You would do well at it, I know, he says,
and I will gladly write you a recommendation
but think about this carefully, it is
not the life you might imagine it to be.

But before you decide, he adds,
reaching among a stack of books,
read these, handing me two volumes
that I did not imagine would change my life.

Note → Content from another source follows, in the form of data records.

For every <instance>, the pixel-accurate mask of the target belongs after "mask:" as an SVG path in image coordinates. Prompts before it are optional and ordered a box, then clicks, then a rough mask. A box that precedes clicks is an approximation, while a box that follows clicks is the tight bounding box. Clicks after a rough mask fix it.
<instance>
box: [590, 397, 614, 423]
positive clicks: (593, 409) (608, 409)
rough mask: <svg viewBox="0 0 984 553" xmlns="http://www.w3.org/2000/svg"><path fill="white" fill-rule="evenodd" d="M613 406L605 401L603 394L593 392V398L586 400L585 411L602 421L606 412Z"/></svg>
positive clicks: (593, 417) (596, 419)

And somewhere, I have my own copies
of Alan Watt’s “Beat Zen, Square Zen and Zen”
and “The Book:On the Taboo Against
Knowing Who You Are?”, and I then knew.

MY RABBI (PART 1)

If you ask why I am a Buddhist
I will tell you there are a myriad
of possible reasons, choose one,
or take this one, it fits nicely.

I am in college, pulling my grades
up to mediocre, thoughts of medicine
gone, law only faint on a distant horizon
a master’s degree away.

I visit my childhood rabbi, a man
who has been my guide through much.
I peer into his office, his door removed,
and he bids me to come in and sit.

I do, slowly, carefully negotiating
around stacks of books piled
on every possible flat surface,
the walls covered in bookcases

straining to hold their loads, I
knowing a too loud sound, a jostle
and the avalanche would be
impossible to stop, disastrous.

UNKNOWING

Twenty years ago today
and there was no band playing,
at least not for me, for I knew
nothing of you yet, and you
knew nothing of me either.

I have met you since
in a moment of silence,
looking at a yearbook picture
knowing what was not, what
never was or could be.

I recite the Kaddish
even though my Judaism
has been laid to rest,
knowing what is, and
imagining what might have been.

A DECIMAL SYSTEM

So, if I have it right, God
managed to come up with ten
plagues for Moses to visit
on Pharaoh, although at the time
Moses probably could not
understand why it was ten,
since God was boundlessly
creative, or so He told Moses.

Maybe it dawned on Moses
when wandering in the desert
that ten was a convenient number,
after all, he only gave Moses
ten commandments, but I doubt
he told Moses they were
a starter set and the other
603 would come along
in due course, but Moses
wouldn’t take the blame
for them, he’d be written
out of the story in Book Two.

First Published in Half Hour to Kill, August, 2022
https://halfhourtokill.com/home/a-decimal-system-by-louis-faber

SIX FEET UNDER

I remember the afternoon
was cold and damp, with a persistent
drizzle that escaped
the clustered umbrellas,
the sky a blanket slowly shedding
the water that soaked it
as it sat out on the clothesline.

I suspect you would have
liked it this way, everyone in attendance,
everyone shuffling their feet,
wanting to look skyward,
knowing they would see only
a dome of black umbrella domes.

I recited the necessary prayers,
kept a reasonable pacing
despite the looks of many urging
me to abridge the service, but
the rain didn’t care about their wishes
and I knew you wouldn’t
so I carried on to the conclusion.

As they lowered your coffin
into the puddled grave, I imagined
you laughing, knowing in the end
you had this day gotten the last one.